Antiretroviral Treatment of Adult HIV Infection2008 Recommendations of the International AIDS Society–USA Panel

Author Affiliations

Author Affiliations: Columbia University College of Physicians and Surgeons, New York, New York (Dr Hammer); University of North Carolina at Chapel Hill (Dr Eron); Academic Medical Center, University of Amsterdam, Amsterdam, the Netherlands (Dr Reiss); University of California San Diego, La Jolla (Dr Schooley); AIDS Research Consortium of Atlanta, Atlanta, Georgia (Dr Thompson); University of Toronto, Toronto, Ontario, Canada (Dr Walmsley); Hospital Juan Fernandez/University of Buenos Aires Medical School and Fundacion Huesped, Buenos Aires, Argentina (Dr Cahn); University of Miami, Miami, Florida (Dr Fischl); University of Barcelona, Barcelona, Spain (Dr Gatell); Harvard Medical School, Boston, Massachusetts (Dr Hirsch); International AIDS Society–USA (Ms Jacobsen) and University of California San Francisco and San Francisco Veterans Affairs Medical Center (Dr Volberding), San Francisco; University of British Columbia, Vancouver, British Columbia, Canada (Dr Montaner); University of California San Diego and Veterans Affairs San Diego Healthcare System, San Diego (Dr Richman); and Hôpital Bichat-Claude Bernard and Xavier Bichat Medical School, Paris, France (Dr Yeni).

JAMA. 2008;300(5):555-570. doi:10.1001/jama.300.5.555
Abstract

Context The availability of new antiretroviral drugs and formulations, including drugs in new classes, and recent data on treatment choices for antiretroviral-naive and -experienced patients warrant an update of the International AIDS Society–USA guidelines for the use of antiretroviral therapy in adult human immunodeficiency virus (HIV) infection.

Objectives To summarize new data in the field and to provide current recommendations for the antiretroviral management and laboratory monitoring of HIV infection.

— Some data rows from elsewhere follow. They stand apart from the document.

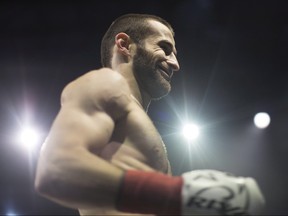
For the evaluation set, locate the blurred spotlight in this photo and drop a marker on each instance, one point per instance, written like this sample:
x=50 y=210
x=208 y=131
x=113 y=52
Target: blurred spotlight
x=29 y=138
x=190 y=131
x=261 y=120
x=11 y=214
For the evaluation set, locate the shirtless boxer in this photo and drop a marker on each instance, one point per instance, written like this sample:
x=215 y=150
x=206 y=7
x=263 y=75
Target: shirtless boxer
x=103 y=154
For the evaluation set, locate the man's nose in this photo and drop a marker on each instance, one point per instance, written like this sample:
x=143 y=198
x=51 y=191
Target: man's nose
x=173 y=62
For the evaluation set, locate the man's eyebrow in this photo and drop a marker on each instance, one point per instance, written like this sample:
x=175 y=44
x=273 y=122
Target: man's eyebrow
x=168 y=43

This report provides guidelines in key areas of antiretroviral management: when to initiate therapy, choice of initial regimens, patient monitoring, when to change therapy, and how best to approach treatment options, including optimal use of recently approved drugs (maraviroc, raltegravir, and etravirine) in treatment-experienced patients.

Data Sources and Study Selection A 14-member panel with expertise in HIV research and clinical care was appointed. Data published or presented at selected scientific conferences since the last panel report (August 2006) through June 2008 were identified.

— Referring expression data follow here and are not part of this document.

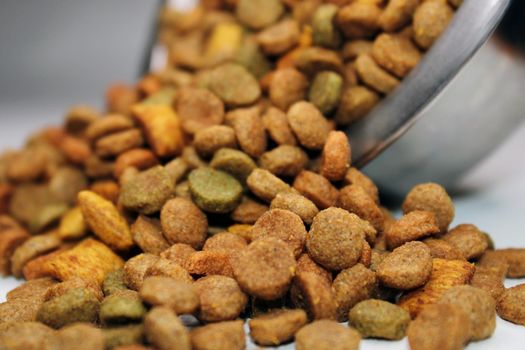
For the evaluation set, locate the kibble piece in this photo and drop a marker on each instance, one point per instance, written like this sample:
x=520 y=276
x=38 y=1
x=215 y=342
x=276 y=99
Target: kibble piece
x=89 y=260
x=277 y=327
x=136 y=268
x=468 y=239
x=297 y=204
x=316 y=188
x=407 y=267
x=352 y=286
x=478 y=305
x=147 y=234
x=356 y=102
x=397 y=14
x=248 y=211
x=327 y=335
x=198 y=109
x=277 y=126
x=77 y=305
x=359 y=19
x=122 y=307
x=284 y=225
x=220 y=297
x=312 y=292
x=278 y=38
x=413 y=225
x=396 y=54
x=183 y=222
x=379 y=319
x=445 y=275
x=162 y=128
x=234 y=85
x=265 y=268
x=249 y=130
x=374 y=76
x=427 y=331
x=335 y=239
x=258 y=14
x=227 y=335
x=324 y=31
x=284 y=160
x=214 y=191
x=180 y=296
x=287 y=87
x=165 y=331
x=511 y=305
x=121 y=336
x=308 y=124
x=266 y=185
x=147 y=192
x=430 y=20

Data Extraction and Synthesis Data that changed the previous guidelines were reviewed by the panel (according to section). Guidelines were drafted by section writing committees and were then reviewed and edited by the entire panel. Recommendations were made by panel consensus.

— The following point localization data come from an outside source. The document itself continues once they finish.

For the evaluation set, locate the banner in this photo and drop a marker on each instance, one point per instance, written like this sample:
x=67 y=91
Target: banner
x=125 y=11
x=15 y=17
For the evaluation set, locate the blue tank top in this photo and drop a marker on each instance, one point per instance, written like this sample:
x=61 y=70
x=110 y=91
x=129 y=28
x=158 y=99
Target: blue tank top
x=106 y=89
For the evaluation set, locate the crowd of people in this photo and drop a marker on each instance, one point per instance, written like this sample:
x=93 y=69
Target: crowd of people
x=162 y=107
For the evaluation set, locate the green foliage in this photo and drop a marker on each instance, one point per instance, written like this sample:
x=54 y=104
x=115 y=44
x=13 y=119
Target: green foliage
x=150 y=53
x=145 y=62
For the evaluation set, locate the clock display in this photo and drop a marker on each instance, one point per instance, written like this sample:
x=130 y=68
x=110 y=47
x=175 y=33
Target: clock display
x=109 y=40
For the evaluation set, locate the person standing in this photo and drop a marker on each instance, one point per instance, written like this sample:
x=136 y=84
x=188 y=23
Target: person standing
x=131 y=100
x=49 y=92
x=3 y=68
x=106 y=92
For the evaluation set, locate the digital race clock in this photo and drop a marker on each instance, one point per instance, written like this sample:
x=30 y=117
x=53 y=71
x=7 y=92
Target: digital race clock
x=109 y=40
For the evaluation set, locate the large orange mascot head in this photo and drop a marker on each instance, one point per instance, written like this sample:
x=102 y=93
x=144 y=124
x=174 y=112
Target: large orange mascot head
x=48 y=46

Conclusions New data and considerations support initiating therapy before CD4 cell count declines to less than 350/μL. In patients with 350 CD4 cells/μL or more, the decision to begin therapy should be individualized based on the presence of comorbidities, risk factors for progression to AIDS and non-AIDS diseases, and patient readiness for treatment. In addition to the prior recommendation that a high plasma viral load (eg, >100 000 copies/mL) and rapidly declining CD4 cell count (>100/μL per year) should prompt treatment initiation, active hepatitis B or C virus coinfection, cardiovascular disease risk, and HIV-associated nephropathy increasingly prompt earlier therapy. The initial regimen must be individualized, particularly in the presence of comorbid conditions, but usually will include efavirenz or a ritonavir-boosted protease inhibitor plus 2 nucleoside reverse transcriptase inhibitors (tenofovir/emtricitabine or abacavir/lamivudine). Treatment failure should be identified and managed promptly, with the goal of therapy, even in heavily pretreated patients, being an HIV-1 RNA level below assay detection limits.